Ante tal obviedad, parece que lo urgente no es desregular el único resquicio de protección que tienen los trabajadores, sino regular, con mano firme, la protección de los  servicios públicos de las manos avariciosas e ineficientes del mercado.

La crisis económica deja al descubierto los mecanismos corruptos que han permitido mantener la falacia de la eficiencia del mercado. Las donaciones de empresarios a cambio de generosas concesiones de servicios públicos  han sido la base de la falacia. En ausencia de dinero público que distribuir aleatoriamente, la única vía de mantener las tasas de ganancia de las empresas es ajustar el precio del servicio. Digámoslo claramente; sólo hay una vía si de lo que se trata es de enriquecer a tus amigos; reducir salarios y rebajar la calidad de la prestación.
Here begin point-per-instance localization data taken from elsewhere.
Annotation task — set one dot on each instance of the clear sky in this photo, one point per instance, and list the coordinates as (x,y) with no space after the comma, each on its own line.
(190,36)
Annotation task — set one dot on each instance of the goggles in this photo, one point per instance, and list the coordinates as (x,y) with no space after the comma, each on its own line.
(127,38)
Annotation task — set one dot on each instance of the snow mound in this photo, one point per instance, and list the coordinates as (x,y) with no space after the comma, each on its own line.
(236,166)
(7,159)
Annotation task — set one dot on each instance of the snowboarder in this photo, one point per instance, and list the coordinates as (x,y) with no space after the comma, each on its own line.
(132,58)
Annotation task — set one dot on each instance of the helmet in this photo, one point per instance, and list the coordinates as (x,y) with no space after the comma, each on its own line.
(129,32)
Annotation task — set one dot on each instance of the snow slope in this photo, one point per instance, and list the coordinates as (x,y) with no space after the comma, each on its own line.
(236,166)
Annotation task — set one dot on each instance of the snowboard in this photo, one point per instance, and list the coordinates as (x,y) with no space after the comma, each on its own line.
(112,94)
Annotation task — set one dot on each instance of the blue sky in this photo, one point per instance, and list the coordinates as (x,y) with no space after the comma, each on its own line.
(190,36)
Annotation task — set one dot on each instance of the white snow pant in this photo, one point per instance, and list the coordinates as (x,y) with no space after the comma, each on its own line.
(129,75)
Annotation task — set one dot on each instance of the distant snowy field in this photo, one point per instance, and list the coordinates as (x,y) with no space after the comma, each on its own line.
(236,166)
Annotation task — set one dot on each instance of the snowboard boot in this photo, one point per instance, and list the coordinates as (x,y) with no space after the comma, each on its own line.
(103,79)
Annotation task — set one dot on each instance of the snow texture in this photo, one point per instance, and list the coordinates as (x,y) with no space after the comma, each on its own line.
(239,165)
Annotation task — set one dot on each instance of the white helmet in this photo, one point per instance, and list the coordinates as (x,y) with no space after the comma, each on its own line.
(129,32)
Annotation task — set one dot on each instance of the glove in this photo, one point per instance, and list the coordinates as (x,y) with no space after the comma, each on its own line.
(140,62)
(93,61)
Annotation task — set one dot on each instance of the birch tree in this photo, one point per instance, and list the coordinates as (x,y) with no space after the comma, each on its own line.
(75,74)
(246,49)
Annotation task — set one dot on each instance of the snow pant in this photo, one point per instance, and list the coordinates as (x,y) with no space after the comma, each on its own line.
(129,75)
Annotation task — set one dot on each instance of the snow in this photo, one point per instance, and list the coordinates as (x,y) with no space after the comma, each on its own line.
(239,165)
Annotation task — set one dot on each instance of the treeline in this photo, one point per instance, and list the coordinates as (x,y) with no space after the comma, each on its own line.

Ante esta evidencia, toca posicionarse. Quien esté del lado de los menos, propietarios de empresas preocupados por mantener su tasa de ganancia, defenderán que el problema es la huelga. Quienes estamos del lado de los más, de las condiciones dignas de trabajo y de no perder los servicios que hemos construido entre todos y que se pueden financiar mediante impuestos progresivos, defendemos que el problema es el mercado, y que lo que urge no es una ley de huelga, sino una ley de protección de los servicios públicos frente a los buitres privatizadores.